According to the above facts, the plaintiff is a person who has earned income from more than two persons as provided in Article 73 (2) of the Income Tax Act and pays the income tax on the year-end tax settlement (the plaintiff omitted the exercise of stock purchase right in paying Class B earned income through the year-end tax settlement, but such circumstance alone alone does not make the plaintiff be a person who has earned income and is not a person who has paid the income tax through the year-end tax settlement). Therefore, the exclusion period of income tax on the income accrued from exercising the plaintiff's right to choose purchase of stocks shall be five years pursuant to Article 26-2 (1) 3 of the Framework Act on National Taxes. Thus, the imposition period of income tax on the income accrued from July 6, 2010 to 204 imposed on the plaintiff in the year-end tax settlement is limited. Thus, the disposition of this case is unlawful.

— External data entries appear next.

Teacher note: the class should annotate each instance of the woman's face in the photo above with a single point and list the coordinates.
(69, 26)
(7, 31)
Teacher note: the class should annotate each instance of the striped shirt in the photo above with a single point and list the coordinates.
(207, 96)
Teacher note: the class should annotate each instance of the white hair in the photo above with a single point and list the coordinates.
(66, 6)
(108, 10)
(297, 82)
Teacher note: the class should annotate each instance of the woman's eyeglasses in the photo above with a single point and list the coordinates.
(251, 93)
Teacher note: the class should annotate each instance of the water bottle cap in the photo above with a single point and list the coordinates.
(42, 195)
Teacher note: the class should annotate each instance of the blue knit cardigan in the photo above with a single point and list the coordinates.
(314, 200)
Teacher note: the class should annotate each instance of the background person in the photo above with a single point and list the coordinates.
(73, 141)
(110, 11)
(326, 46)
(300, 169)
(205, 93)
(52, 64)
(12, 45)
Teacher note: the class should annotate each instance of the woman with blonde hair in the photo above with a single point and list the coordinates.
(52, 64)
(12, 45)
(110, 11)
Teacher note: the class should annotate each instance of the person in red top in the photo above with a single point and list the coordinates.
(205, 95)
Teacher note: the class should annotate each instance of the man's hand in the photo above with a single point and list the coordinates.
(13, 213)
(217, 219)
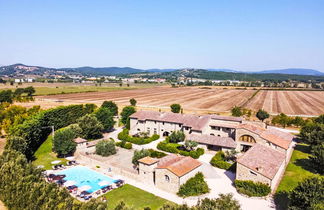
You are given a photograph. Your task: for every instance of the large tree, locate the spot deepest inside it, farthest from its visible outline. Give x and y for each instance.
(63, 143)
(236, 111)
(139, 154)
(106, 118)
(126, 112)
(177, 136)
(111, 106)
(175, 108)
(309, 194)
(91, 127)
(105, 148)
(262, 115)
(132, 101)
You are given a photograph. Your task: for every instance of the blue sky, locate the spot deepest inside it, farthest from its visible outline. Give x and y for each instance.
(242, 35)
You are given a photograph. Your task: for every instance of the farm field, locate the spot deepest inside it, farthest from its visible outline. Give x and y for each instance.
(199, 100)
(191, 99)
(289, 102)
(63, 88)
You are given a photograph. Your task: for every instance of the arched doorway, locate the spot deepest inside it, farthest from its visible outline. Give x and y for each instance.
(247, 138)
(166, 133)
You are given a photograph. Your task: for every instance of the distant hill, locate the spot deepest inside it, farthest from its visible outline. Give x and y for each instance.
(297, 71)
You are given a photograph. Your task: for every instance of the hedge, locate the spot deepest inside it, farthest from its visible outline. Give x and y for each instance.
(36, 128)
(124, 136)
(219, 161)
(194, 186)
(156, 154)
(169, 147)
(252, 189)
(124, 144)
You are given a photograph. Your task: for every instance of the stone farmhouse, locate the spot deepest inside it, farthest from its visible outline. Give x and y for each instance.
(264, 152)
(169, 172)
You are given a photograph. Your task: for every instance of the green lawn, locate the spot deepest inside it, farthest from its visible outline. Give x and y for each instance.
(44, 155)
(297, 170)
(134, 197)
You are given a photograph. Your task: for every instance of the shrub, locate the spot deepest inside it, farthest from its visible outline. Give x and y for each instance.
(176, 136)
(36, 128)
(309, 194)
(156, 154)
(194, 186)
(250, 188)
(63, 143)
(124, 136)
(139, 154)
(105, 148)
(91, 127)
(124, 144)
(219, 161)
(172, 148)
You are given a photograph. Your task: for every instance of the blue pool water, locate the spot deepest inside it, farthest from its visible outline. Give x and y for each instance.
(85, 176)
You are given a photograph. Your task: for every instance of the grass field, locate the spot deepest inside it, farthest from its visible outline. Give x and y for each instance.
(44, 155)
(62, 88)
(297, 170)
(134, 197)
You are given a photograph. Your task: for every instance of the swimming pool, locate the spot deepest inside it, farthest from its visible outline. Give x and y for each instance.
(86, 178)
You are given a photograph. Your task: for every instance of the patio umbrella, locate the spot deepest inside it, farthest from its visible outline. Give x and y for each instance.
(85, 188)
(55, 161)
(103, 183)
(69, 183)
(70, 158)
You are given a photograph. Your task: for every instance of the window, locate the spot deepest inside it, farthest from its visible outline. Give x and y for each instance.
(247, 138)
(251, 172)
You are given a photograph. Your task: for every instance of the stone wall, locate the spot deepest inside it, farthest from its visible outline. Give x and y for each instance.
(244, 173)
(172, 185)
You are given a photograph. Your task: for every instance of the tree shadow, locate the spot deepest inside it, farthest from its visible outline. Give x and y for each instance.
(305, 164)
(281, 200)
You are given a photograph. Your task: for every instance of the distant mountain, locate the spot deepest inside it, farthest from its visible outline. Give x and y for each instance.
(87, 70)
(296, 71)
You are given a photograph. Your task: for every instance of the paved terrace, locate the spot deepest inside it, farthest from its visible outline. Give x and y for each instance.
(119, 165)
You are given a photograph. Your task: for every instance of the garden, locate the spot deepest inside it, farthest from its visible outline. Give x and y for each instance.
(176, 144)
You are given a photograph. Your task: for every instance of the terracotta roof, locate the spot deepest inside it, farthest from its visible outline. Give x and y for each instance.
(193, 121)
(148, 160)
(213, 140)
(79, 140)
(224, 125)
(228, 118)
(274, 136)
(263, 160)
(179, 165)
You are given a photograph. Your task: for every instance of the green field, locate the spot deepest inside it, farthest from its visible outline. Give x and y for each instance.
(44, 155)
(297, 169)
(62, 88)
(134, 197)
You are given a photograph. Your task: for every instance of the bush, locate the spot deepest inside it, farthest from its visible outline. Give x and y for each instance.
(156, 154)
(176, 136)
(219, 161)
(139, 154)
(172, 148)
(91, 127)
(124, 144)
(252, 189)
(124, 136)
(105, 148)
(63, 143)
(194, 186)
(36, 128)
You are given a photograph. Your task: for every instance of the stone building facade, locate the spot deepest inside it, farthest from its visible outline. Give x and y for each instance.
(168, 173)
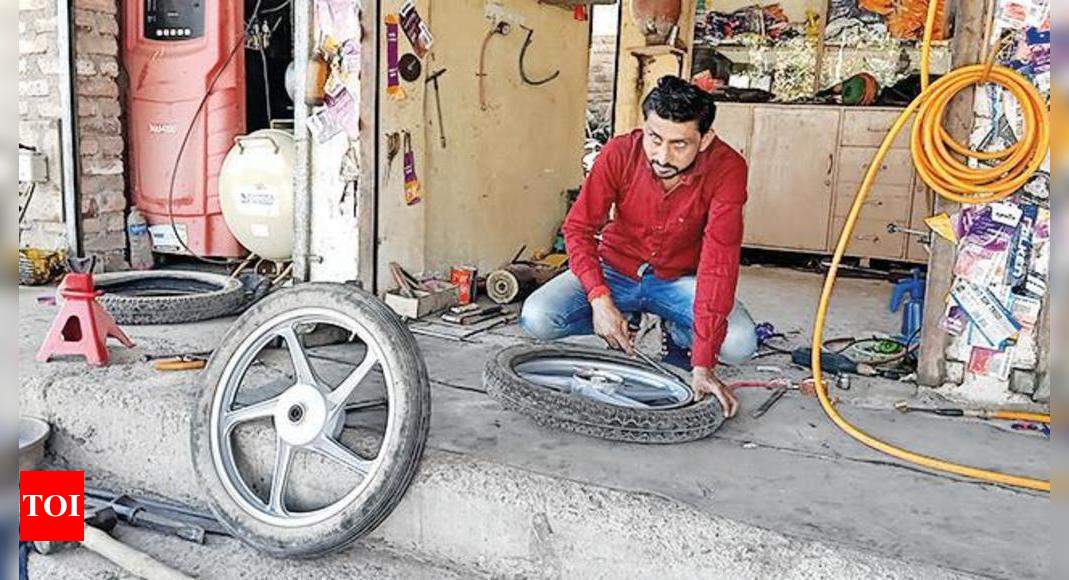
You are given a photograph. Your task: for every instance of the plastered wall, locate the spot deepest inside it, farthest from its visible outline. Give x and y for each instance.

3) Article 137 (2) of the Enforcement Decree of the Income Tax Act (amended by Presidential Decree No. 22034, Feb. 18, 2010) provides that "a person who has paid income tax by year-end tax settlement" refers to a person who has no tax amount to be paid by year-end tax settlement by paying income tax through year-end tax settlement. Thus, even if a person has paid income tax through year-end tax settlement, he/she should make a final tax return if there is tax amount to pay income as the Plaintiff. However, the above provision of the Enforcement Decree provides that even if a person has paid income tax through year-end tax settlement, he/she shall interpret that a person who has the tax amount to be paid by year-end tax return is liable to make a final tax return for a separate item that is not included in the settlement of accounts, and thus, the above provision of the Enforcement Decree of the Income Tax Act cannot be applied to the Plaintiff, and therefore, the defendant's above argument is without merit (when interpreting income tax as the defendant's assertion, it is against the purpose of simplified tax base return for seven years.
3. Conclusion
Therefore, the plaintiff's claim of this case is justified and it is so decided as per Disposition.